Like many people, I had trouble publishing early in my career. I had a few R&R's at good journals while in grad school, yet none of them turned into publications–and a year post PhD, all I had published was one short 'reply' piece. I knew this was nowhere near good enough if I wanted a TT job. So I did what I did when I was struggling with my dissertation topic: I reached out to people for help. I approached two recent graduates from my program–both of whom had fantastic publishing records–and asked them what their 'secret' was. They both independently told me exactly the same things: that because rejection rates at philosophy journals are over 90%, they always had ten papers under review. Their rationale was simple: they didn't have time to waste. They needed to get tenure, to get tenure they needed publications, the peer-review process takes forever, and 9 out of 10 papers are rejected. So, they said, to publish consistently they found 10 papers under review is the golden number. While I thought there was no way I could draft up that many papers (I had spent the last year writing a measly one and a half papers), I listened: I forced myself to draft up and submit ten papers. And voila…I discovered they were right: I began publishing several papers per year, just like they did.

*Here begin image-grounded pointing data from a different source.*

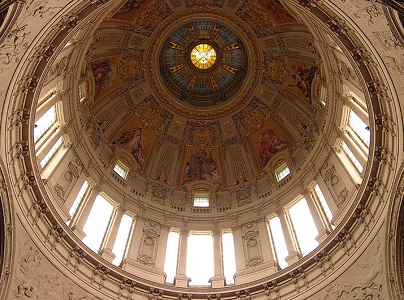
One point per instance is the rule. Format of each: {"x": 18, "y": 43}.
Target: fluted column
{"x": 106, "y": 252}
{"x": 267, "y": 253}
{"x": 162, "y": 248}
{"x": 294, "y": 254}
{"x": 78, "y": 222}
{"x": 181, "y": 279}
{"x": 238, "y": 249}
{"x": 218, "y": 280}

That's one case. Here's another. When I first moved to Tampa, I had a terrible time adjusting to our long class times. Unlike most universities, which use 3-credit courses, our university has 4-credit courses. This may not sound like that great of a difference. But when you have a 3:3 course load, prepping courses you have never taught before, it can be brutal: I had a Tuesday/Thursday course schedule each semester where each of my undergrad courses met for two hours twice a week (so, six hours per day). The teaching strategies I had always used–Socratic dialogue–just didn't work. Students tuned out after the first hour or so, and the second hour of each course was like the longest hour of my (and apparently, their!) lives. Anyway, it didn't work. They hated, I hated it, and my student evals were abysmal. The magic answer: you guessed it, asking for help! I approached someone else who had experience and asked them how they handled it…and I attended our university's teaching guild meetings where we read on different kinds of pedagogy. Once again, it worked. I reworked my teaching style, and things got better.

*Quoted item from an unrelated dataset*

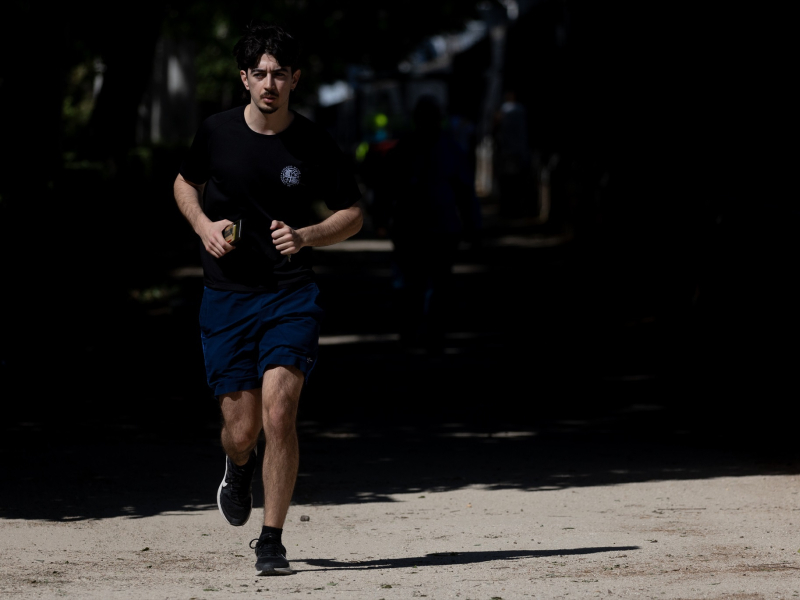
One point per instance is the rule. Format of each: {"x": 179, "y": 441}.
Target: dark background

Long story short, the lesson I would suggest to early-career folks going through tough times is this. When you're going through difficulties, you may want to pull away from others and try to figure things out yourself. I've seen more than a few grad students go this route. However, it rarely turns out well. Ask for help. The worst thing that can happen is that you won't get it. The best thing that can happen is that you will. Either way, I think, it's a chance worth taking.